Het gevolg hiervan is dat de selectie van een nieuwe burgemeester geen zaak is van de coalitie maar van de hele raad, en dat je om als burgemeester te worden voorgedragen ook geen lid van een coalitiepartij hoeft te zijn. Burgemeesterskandidaten moeten het hebben van hun persoonlijke kwaliteiten, niet van hun partij-achtergrond. Dat geldt tegenwoordig meer dan vroeger, nu de voorkeur van de gemeenteraad doorslaggevend is geworden en daarmee de landelijke verdeling van burgemeestersposten over verschillende politieke partijen irrelevant. In het oude stelsel hadden nooit zoveel PvdA-leden als nu burgemeester van een grote stad kunnen zijn. Maar dan moet men ze ook niet zien als representanten van de PvdA, evenmin als gemeentesecretarissen of directeuren financiën die toevallig lid zijn van onze partij.
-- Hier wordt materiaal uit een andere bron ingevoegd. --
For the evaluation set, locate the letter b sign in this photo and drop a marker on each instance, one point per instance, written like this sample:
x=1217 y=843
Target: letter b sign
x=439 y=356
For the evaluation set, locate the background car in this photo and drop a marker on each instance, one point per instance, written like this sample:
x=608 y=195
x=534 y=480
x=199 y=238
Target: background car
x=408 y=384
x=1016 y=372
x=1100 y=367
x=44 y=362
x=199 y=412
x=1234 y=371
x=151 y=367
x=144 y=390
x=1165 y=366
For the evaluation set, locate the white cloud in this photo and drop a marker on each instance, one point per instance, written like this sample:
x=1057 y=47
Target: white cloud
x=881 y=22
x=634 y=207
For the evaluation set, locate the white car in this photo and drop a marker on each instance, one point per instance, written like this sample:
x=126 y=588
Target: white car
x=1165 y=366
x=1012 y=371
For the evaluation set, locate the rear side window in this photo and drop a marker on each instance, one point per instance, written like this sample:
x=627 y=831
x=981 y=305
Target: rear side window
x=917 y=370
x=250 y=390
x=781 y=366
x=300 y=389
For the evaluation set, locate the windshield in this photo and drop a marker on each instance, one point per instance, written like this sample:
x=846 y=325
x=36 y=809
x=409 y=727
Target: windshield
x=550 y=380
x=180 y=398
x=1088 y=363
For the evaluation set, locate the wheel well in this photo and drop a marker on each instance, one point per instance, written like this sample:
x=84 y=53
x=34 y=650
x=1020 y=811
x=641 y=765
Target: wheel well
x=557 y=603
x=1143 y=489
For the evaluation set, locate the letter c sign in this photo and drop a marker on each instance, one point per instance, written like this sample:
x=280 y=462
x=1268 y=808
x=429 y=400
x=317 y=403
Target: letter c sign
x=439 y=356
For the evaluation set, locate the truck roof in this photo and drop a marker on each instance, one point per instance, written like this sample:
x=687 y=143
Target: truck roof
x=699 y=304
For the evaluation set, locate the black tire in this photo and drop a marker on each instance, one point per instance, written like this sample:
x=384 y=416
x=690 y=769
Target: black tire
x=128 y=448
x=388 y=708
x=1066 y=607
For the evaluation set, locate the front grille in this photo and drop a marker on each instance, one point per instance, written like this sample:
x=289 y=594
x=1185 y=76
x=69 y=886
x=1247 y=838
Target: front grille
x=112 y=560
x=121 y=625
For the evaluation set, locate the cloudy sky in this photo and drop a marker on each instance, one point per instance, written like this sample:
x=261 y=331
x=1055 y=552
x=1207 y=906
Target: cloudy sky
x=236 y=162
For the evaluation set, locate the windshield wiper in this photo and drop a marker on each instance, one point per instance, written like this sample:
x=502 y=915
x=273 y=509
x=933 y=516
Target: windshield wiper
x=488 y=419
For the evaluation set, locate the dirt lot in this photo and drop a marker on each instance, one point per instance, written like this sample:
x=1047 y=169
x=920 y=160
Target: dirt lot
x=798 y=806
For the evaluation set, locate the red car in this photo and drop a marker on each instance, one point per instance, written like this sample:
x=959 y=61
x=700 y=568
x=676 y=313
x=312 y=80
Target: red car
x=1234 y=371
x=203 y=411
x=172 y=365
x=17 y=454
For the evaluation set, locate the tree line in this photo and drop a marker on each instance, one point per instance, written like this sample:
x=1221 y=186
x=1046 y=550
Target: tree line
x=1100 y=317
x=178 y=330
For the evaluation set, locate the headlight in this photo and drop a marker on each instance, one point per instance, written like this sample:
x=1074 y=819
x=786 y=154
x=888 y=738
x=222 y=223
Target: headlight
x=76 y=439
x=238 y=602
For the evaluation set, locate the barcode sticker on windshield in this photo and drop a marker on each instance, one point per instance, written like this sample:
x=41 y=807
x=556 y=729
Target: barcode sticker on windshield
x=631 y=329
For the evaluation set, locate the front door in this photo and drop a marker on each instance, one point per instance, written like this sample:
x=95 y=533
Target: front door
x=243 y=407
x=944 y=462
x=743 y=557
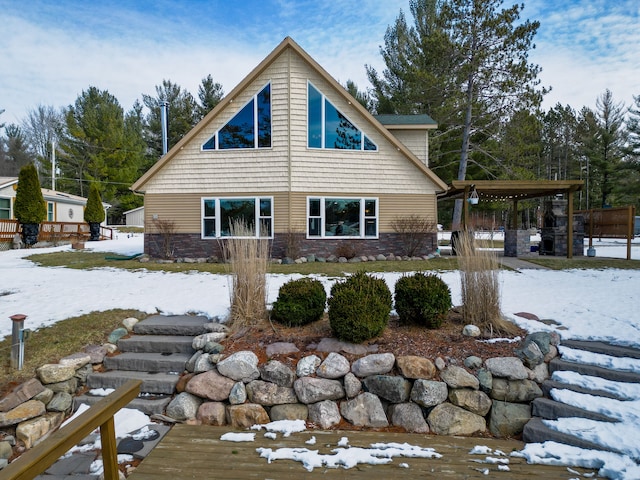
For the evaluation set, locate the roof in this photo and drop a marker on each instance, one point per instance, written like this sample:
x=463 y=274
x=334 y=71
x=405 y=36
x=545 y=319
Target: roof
x=407 y=122
x=511 y=189
x=6 y=181
x=287 y=43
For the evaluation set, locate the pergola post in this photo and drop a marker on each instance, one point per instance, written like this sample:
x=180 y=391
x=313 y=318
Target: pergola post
x=570 y=224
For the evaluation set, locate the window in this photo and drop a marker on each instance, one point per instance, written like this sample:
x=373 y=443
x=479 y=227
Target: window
x=345 y=217
x=5 y=208
x=219 y=214
x=329 y=128
x=249 y=128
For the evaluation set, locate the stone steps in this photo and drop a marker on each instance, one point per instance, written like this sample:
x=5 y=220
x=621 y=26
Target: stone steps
x=153 y=383
x=148 y=362
x=536 y=431
x=156 y=354
x=557 y=364
x=551 y=410
x=156 y=344
x=182 y=325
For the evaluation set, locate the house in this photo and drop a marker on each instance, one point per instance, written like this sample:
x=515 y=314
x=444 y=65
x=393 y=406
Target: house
x=61 y=207
x=134 y=217
x=290 y=151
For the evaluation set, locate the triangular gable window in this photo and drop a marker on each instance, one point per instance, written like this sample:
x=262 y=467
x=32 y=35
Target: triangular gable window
x=329 y=128
x=249 y=128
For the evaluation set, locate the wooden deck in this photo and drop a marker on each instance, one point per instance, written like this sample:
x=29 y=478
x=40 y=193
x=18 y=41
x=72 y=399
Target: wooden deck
x=196 y=452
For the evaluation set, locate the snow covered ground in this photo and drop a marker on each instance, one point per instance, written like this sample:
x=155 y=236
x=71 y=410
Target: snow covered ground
x=589 y=304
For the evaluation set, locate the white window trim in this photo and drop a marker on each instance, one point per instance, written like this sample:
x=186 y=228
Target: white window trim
x=10 y=209
x=218 y=219
x=323 y=126
x=255 y=124
x=362 y=235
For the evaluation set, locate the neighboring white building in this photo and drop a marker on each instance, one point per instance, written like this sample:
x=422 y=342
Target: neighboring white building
x=135 y=217
x=61 y=207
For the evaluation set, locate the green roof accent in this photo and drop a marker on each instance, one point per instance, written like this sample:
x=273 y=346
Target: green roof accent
x=408 y=120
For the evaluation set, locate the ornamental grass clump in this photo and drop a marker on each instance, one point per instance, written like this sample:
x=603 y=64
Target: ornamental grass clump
x=422 y=299
x=479 y=274
x=299 y=302
x=247 y=258
x=359 y=308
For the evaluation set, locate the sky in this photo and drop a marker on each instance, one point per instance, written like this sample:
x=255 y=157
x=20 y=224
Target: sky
x=581 y=301
x=50 y=51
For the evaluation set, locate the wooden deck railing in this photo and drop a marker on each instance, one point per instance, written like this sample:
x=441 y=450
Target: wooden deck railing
x=43 y=455
x=53 y=231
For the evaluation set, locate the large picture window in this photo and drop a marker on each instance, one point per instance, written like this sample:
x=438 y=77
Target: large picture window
x=330 y=128
x=342 y=217
x=249 y=128
x=5 y=208
x=219 y=214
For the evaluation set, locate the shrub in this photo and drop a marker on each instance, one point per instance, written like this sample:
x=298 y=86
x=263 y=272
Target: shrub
x=299 y=302
x=94 y=212
x=29 y=206
x=422 y=299
x=359 y=308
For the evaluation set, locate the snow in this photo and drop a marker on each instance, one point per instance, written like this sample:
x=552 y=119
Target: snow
x=586 y=304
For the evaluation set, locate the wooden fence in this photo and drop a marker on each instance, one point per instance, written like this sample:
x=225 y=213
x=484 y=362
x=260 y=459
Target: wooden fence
x=53 y=232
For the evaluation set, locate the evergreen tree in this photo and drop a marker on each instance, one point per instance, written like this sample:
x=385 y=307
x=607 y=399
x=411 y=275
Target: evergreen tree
x=209 y=93
x=603 y=143
x=465 y=62
x=29 y=206
x=100 y=145
x=94 y=211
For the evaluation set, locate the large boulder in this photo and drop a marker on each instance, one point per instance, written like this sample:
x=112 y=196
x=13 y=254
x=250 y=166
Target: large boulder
x=414 y=367
x=447 y=419
x=364 y=411
x=240 y=366
x=408 y=416
x=268 y=394
x=393 y=388
x=508 y=419
x=314 y=390
x=429 y=393
x=519 y=391
x=210 y=385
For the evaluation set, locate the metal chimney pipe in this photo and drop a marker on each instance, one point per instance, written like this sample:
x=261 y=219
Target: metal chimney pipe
x=164 y=120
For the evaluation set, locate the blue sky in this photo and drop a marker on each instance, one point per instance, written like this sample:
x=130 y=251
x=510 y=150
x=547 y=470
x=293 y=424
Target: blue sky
x=51 y=50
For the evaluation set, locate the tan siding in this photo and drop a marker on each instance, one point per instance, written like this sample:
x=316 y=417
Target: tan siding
x=229 y=171
x=341 y=171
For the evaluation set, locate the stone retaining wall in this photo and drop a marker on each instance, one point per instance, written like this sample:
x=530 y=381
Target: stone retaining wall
x=376 y=390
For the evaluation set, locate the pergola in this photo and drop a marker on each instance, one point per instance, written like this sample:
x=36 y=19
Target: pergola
x=513 y=191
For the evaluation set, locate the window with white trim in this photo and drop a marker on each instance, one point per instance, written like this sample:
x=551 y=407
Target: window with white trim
x=219 y=214
x=249 y=128
x=328 y=127
x=342 y=217
x=5 y=208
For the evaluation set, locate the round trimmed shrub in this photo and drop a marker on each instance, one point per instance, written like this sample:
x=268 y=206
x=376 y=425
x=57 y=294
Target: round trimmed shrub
x=359 y=308
x=422 y=299
x=299 y=302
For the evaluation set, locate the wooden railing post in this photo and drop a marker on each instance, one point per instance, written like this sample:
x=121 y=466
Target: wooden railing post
x=42 y=456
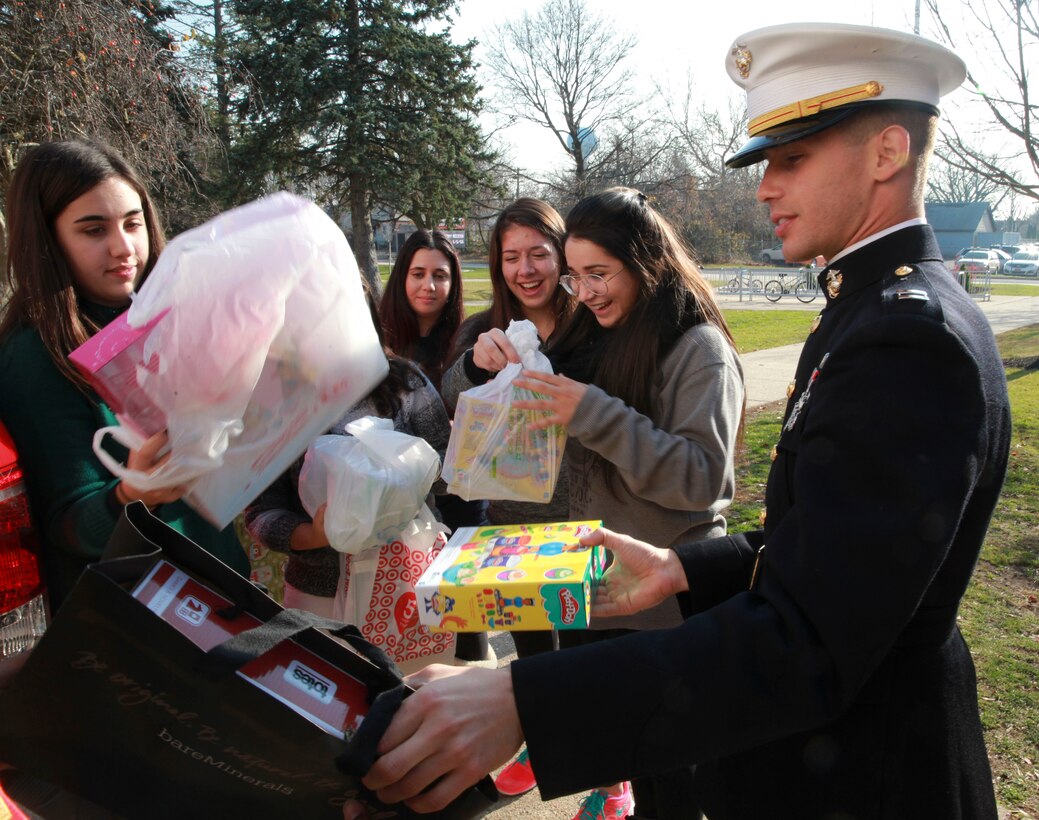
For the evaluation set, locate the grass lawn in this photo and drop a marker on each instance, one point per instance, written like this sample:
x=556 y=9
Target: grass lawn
x=761 y=329
x=1000 y=615
x=1015 y=289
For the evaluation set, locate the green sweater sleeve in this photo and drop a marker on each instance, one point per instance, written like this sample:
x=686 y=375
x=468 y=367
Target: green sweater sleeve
x=53 y=425
x=70 y=491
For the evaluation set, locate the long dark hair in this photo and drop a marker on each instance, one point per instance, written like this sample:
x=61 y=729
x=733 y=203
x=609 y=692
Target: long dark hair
x=539 y=216
x=44 y=295
x=403 y=374
x=673 y=296
x=398 y=320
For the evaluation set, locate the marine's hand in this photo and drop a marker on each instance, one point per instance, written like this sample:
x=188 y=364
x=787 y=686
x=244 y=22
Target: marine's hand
x=640 y=577
x=493 y=350
x=561 y=397
x=149 y=457
x=310 y=535
x=459 y=724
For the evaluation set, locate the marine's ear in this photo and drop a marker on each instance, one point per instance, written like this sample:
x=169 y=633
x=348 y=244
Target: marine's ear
x=890 y=152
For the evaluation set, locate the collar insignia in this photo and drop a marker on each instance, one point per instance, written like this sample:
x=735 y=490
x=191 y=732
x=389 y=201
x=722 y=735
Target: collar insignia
x=834 y=279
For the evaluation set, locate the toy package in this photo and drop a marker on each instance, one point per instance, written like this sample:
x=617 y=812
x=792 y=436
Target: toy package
x=249 y=339
x=493 y=452
x=511 y=578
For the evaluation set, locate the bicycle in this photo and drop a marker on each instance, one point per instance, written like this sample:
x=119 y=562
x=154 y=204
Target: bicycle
x=805 y=290
x=736 y=285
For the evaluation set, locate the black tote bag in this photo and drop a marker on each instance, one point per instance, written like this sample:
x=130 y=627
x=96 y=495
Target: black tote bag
x=117 y=706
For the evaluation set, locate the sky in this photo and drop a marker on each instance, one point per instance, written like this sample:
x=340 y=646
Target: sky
x=676 y=38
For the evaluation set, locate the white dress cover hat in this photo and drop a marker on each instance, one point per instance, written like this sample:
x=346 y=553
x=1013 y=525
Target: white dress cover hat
x=803 y=77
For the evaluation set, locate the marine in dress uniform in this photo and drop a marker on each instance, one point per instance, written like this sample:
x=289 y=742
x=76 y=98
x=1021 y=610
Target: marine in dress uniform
x=819 y=672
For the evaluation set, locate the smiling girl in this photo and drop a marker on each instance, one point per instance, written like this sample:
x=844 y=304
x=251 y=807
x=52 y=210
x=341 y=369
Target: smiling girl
x=422 y=307
x=82 y=236
x=649 y=389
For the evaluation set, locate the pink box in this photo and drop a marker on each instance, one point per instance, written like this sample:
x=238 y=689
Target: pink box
x=109 y=362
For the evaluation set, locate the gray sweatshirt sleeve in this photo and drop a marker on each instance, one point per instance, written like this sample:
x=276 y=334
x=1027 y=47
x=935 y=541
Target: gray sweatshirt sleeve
x=683 y=459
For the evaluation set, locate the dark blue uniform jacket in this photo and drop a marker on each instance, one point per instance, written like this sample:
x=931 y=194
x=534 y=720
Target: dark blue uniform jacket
x=838 y=686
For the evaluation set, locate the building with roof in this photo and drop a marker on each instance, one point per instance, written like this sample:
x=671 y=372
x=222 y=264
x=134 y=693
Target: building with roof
x=962 y=225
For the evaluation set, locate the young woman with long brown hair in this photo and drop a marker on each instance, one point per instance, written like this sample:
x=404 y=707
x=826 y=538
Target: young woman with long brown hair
x=82 y=236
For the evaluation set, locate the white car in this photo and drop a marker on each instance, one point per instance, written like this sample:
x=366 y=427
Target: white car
x=1024 y=263
x=977 y=260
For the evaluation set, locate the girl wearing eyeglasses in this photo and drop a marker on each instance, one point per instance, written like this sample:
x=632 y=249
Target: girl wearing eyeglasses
x=422 y=307
x=526 y=259
x=649 y=388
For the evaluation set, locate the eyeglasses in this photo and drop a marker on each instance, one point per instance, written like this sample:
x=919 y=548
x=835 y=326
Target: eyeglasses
x=593 y=283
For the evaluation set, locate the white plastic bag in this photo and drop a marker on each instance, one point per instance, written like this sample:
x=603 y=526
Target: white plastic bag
x=493 y=453
x=262 y=340
x=375 y=481
x=376 y=593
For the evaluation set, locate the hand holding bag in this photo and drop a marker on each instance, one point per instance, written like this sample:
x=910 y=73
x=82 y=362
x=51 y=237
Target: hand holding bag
x=252 y=336
x=493 y=454
x=117 y=705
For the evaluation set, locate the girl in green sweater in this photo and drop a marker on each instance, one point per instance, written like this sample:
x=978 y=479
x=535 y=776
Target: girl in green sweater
x=82 y=235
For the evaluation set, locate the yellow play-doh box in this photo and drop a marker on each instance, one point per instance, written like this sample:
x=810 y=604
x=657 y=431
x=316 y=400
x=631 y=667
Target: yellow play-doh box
x=510 y=578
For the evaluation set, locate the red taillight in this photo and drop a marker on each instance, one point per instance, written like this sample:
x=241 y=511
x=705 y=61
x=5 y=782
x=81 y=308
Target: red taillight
x=20 y=580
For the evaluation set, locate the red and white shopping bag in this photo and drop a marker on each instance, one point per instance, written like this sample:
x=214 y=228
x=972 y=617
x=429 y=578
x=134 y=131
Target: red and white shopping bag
x=376 y=593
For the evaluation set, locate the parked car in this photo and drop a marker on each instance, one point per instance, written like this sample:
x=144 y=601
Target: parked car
x=23 y=605
x=1024 y=263
x=977 y=260
x=1003 y=256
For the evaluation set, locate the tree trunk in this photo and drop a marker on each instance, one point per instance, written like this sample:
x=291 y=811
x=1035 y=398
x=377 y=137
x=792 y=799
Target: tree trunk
x=361 y=233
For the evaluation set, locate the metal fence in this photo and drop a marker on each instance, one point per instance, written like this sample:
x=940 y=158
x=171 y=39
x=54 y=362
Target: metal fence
x=801 y=284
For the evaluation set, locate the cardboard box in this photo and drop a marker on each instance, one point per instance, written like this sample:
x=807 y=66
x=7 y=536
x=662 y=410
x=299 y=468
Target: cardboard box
x=511 y=578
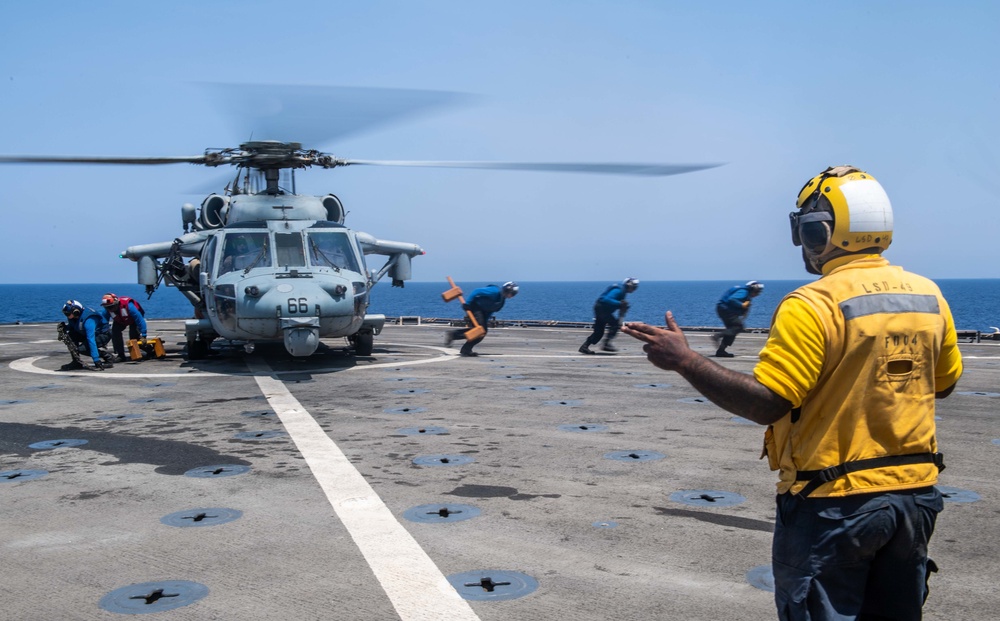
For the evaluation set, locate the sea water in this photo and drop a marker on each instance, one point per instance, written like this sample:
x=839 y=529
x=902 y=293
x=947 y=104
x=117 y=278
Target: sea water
x=975 y=303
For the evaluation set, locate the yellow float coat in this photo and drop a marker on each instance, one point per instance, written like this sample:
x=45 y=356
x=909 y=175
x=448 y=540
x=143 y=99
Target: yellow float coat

De rechtvaardiging van de benoeming van de burgemeester los van de samenstelling van de coalitie is dat de burgemeester niet alleen de lokale pendant is van de minister-president, maar ook van het staatshoofd en van de voorzitter van de Tweede Kamer. Voor die functies kun je niet de eis stellen dan men tot de coalitie behoort. Maar voor het optreden van de burgemeester als voorzitter van B&W kan het behoorlijk knellen. In die hoedanigheid wordt de burgemeester geacht het collegebeleid uit te dragen, maar als raadsvoorzitter moet deze juist bewaken dat de oppositie een eerlijke kans krijgt. Wanneer een coalitiewisseling ertoe leidt dat het beleid op essentiële punten wordt aangepast, laten burgemeesters het woord over aan de wethouders. Dat is toch een vreemde situatie. Om het in landelijke termen om te zetten: we accepteren niet dat een PvdA-lid minister wordt in een kabinet waar de PvdA oppositie tegen voert, maar minister-president zou wel kunnen.
Om hier wat aan te doen hoeven we niet de hele gemeentewet om te gooien. Het is voldoende om vast te leggen dat net als wethouders burgemeesters opnieuw worden aangewezen na de raadsverkiezingen. De coalitie-onderhandelingen gaan dan over de samenstelling van het hele college, en de politieke kleur van de burgemeester telt ook mee bij de verdeling van de posten over de coalitiepartijen. De lijsttrekker van de grootste collegepartij is dan de meest gerede kandidaat voor het burgemeesterschap, zoals dat in een beschaafd land als België al decennia de gewoonste zaak van de wereld is.

In 2006 stond dit ook in ons verkiezingsprogramma, maar Guusje ter Horst heeft zich er als minister nadrukkelijk van gedistantieerd. (Oud-)burgemeesters die lid zijn van de PvdA gaan spontaan hyperventileren wanneer ze geconfronteerd worden met de gedachte dat het burgemeesterschap gewoon een politieke functie zou zijn. Maar het is wel de consequentie van het feit dat ze voorzitter en representant zijn van een politiek orgaan.